Okay, this is going to sound harsh but; says who? For one thing they are all getting quite old now, especially Pavarotti. They are _the most popular_ tenors undoubtedly, but that is by no means an indication of their talents. Also they don't really represent the variety of tenors out there. They consist of two spinto tenors and a spinto turned dramatic. There is no lyric tenor; the most important in terms of repetoire.
Also the person said;

>BTW, I adore the Three Tenors! Their voices, especially Luciano's, send chills down my >spine... but they can be discussed in the vocal music section!

My opinion on the tenors:

Carreras: Mediochre. He is a decent tenor, but not a great one.

Domingo: This tenor arguably has the best voice of the three. Great in his time, he is aging now and looking rather sad trying to portray twenty year olds ( and not sounding great either ). Also he never had the high notes. He was a great tenor- but not now.

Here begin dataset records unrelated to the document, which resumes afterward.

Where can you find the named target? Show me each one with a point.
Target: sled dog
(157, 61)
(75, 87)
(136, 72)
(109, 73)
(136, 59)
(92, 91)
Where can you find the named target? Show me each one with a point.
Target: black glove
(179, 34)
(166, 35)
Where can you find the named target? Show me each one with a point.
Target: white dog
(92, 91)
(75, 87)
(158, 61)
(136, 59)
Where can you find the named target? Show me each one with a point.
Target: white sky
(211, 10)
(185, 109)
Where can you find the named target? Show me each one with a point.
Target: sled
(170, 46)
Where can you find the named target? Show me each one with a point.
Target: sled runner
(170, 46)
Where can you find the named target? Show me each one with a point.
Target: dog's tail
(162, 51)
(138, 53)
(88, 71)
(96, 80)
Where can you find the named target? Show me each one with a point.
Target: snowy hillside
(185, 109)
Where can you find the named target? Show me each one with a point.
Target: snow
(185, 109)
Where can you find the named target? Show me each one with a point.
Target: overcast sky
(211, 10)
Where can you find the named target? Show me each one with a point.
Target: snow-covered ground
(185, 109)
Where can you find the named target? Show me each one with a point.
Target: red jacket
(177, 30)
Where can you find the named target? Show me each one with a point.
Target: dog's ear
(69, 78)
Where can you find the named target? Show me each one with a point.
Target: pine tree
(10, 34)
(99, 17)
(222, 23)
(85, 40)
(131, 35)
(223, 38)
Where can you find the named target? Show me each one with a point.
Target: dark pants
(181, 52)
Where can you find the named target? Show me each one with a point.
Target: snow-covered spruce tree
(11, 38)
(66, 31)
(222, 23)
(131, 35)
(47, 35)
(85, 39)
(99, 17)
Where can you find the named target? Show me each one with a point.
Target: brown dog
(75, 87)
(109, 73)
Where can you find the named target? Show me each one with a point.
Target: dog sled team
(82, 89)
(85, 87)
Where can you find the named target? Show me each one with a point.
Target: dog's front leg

Pavarotti: This man is perhaps the most over rated singer in history ( Callas is his only rival in this regard ). He started out as an okay lyric tenor, but he couldn't resist taking heavy parts- his voice went down the gutter. I thought he was okay at first, but after hearing truly lyric singing- tenors like Tito Schipa come to mind -Pavarotti sounded like a screaming meatball. Whats worse, the younger generation of tenors has copied him, both in weight and style. The lyric tenor voice has truly vanished outside of early music, and even there pseudo-Pavarotti's appear. This vocal tradgedy must be addressed, but it won't ever be solved until lyric singers learn not to be tempted by dramatic roles. 
godzilla


----------



## Daniel (Jul 11, 2004)

I don't like and listen to the Three Tenors too much, they only remind me of kind of "pop-culture". Personally i think the young Pavarotti was very good...


----------



## godzillaviolist (Jan 21, 2005)

*Singing decline*

I'd say it's more what he DID to his voice that made him an awfull singer later on. By his "three tenors" days he was already a quite rough. His recordings in the 70's and early 80's are best, past that, his decline was steep. 
It's influence I object to most. As an example, here is a modern lyric tenor;

http://www.michaelcolvin.com/Elisir.ram

Great voice! Beautifull timbre! But, as you can here in the middle sections, he is straining his voice to sound Pavarotti-ish. If he stops now, learns to project instead of push, he could become a great lyric tenor. I hope, but I doubt, that this will happen. I geuss in the mean time we always have countertenors  
godzilla


----------



## MustPractice (Feb 28, 2005)

godzillaviolist said:


> Pavarotti sounded like a screaming meatball.


Couldn't agree more.


----------